Durch Nutzung dieser Tabelle als Bemessungsgrundlage wird angestrebt, die Unterhaltszahlungen weitestgehend zu standardisieren. Insgesamt bietet die Tabelle vier Unterhaltslinien zur Orientierung:

  • Den Ehegattenunterhalt,
  • den Kindesunterhalt,
  • die Mangelfallberechnung sowie
  • den Verwandtenunterhalt.

Hierzu wird in der Tabelle vom sogenannten Regelfall ausgehend ermittelt, in welcher Höhe Unterhalt zu leisten ist. Der Regelfall berücksichtigt pauschal zwei unterhaltsberechtigte Personen. In der Regel handelt es sich dabei um ein Kind und einen (Ex-) Ehegatten oder um zwei Kinder.

Es werden das Alter des Kindes sowie das Einkommen der Eltern als Hauptfaktoren herangezogen. Zudem wird die Tabelle um einen Prozentsatz sowie einen Kontrollbetrag erweitert. Letzterer dient zur Absicherung des Unterhaltspflichtigen und gilt daher als Mindestgrenze für den Betrag, der dem zahlungspflichtigen Elternteil zum Unterhalt des eigenen Lebensstandards bleiben muss.

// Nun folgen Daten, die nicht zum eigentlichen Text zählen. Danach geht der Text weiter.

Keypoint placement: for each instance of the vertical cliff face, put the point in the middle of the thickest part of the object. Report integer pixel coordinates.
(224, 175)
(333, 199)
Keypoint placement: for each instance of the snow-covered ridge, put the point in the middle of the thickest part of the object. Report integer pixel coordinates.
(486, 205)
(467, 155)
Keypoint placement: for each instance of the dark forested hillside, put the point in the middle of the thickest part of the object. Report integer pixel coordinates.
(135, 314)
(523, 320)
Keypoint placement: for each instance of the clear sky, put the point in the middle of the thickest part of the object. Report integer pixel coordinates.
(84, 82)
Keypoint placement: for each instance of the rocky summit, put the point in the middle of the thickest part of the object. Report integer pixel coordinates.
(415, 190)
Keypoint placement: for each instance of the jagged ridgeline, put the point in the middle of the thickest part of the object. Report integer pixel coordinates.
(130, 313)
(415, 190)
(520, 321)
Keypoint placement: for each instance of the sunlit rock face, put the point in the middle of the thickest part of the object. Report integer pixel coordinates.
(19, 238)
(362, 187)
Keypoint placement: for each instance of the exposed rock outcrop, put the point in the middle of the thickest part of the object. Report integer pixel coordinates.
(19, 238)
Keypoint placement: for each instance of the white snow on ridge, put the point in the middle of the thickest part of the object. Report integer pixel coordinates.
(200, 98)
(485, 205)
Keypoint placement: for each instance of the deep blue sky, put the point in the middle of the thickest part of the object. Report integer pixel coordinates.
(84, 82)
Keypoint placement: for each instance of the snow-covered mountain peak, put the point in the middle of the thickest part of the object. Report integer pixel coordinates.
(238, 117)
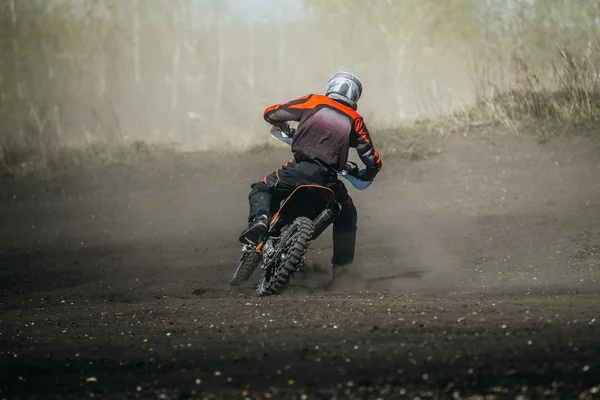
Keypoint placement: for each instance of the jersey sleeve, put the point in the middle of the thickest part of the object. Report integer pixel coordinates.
(284, 112)
(365, 148)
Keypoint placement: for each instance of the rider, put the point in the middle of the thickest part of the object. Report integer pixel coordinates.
(328, 126)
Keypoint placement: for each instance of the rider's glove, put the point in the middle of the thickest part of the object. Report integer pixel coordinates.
(365, 175)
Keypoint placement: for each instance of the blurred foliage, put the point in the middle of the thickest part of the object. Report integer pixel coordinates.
(81, 72)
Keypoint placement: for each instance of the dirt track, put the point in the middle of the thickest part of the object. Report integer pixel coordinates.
(477, 273)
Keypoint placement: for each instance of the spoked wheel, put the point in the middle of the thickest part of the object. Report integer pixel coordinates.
(289, 258)
(248, 263)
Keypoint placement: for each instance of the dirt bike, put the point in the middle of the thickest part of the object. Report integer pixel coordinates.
(301, 218)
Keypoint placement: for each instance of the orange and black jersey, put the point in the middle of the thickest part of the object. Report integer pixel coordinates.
(327, 129)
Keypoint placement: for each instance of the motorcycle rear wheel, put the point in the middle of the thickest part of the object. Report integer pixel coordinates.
(291, 248)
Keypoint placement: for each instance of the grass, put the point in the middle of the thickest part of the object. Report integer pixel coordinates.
(565, 101)
(561, 100)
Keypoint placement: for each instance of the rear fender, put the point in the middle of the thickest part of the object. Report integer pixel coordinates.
(306, 200)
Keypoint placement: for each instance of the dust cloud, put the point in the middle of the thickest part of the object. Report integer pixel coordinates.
(111, 71)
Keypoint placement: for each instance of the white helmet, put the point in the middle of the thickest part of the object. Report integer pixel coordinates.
(345, 84)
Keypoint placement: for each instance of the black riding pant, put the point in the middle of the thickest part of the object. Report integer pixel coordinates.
(267, 194)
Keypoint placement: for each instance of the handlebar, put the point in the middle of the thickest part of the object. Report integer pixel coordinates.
(349, 172)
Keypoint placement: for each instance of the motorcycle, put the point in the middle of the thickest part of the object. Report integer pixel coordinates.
(301, 218)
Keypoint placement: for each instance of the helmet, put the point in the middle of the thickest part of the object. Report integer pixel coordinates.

Der in der Tabelle zu findende Prozentsatz wiederum fungiert als Steigerungswert des Unterhalts.

 

Einkommensstaffelung zur Ermittlung des Kindesunterhalts

Gestaffelt in insgesamt elf Einkommensgruppen gehört das Nettoeinkommen der Person, bei der das Kind nicht im Haushalt lebt, zu den Eckdaten der Düsseldorfer Tabelle. Das Nettoeinkommen von 1.500 Euro stellt hier die unterste Staffelung dar, während die maximale Einkommensstufe 5.100 Euro vorsieht.

 

Altersstaffelung als zweiter Eckpunkt der Düsseldorfer Tabelle

Als zweiten Hauptfaktor bezieht die Düsseldorfer Tabelle das Kindesalter zur Berechnung des Unterhalts mit ein. Hier wird folgende Struktur vorgegeben:

  • Kinder zwischen null und fünf Jahren,
  • zwischen sechs und elf Jahren,
  • vom zwölften bis siebzehnten Lebensjahr und
  • ab dem achtzehnten Lebensjahr.

 

Anhebung des Selbstbehalts durch Erhöhung der Arbeitslosengeld II-Bezüge

Mit dem 1. Januar 2015 wurden die Arbeitslosengeld II-Bezüge erhöht. Die Selbstbehaltsgrenzen der Düsseldorfer Tabelle wurden diesen Neuerungen angepasst. Dies soll vor allem verhindern, dass Unterhaltspflichtige der unteren Einkommensklassen Hartz-VI-Leistungen beziehen müssen.

 

Erst mit Berücksichtigung des Kindergeldes stimmt die Unterhaltshöhe

Das Kindergeld steht prinzipiell beiden Elternteilen zu. Jedoch ist eine jeweils 50-prozentige Auszahlung an getrennt lebende Eltern nicht möglich, daher wird dem Elternteil, bei dem das Kind lebt, der gesamte Kindergeldbetrag ausgezahlt.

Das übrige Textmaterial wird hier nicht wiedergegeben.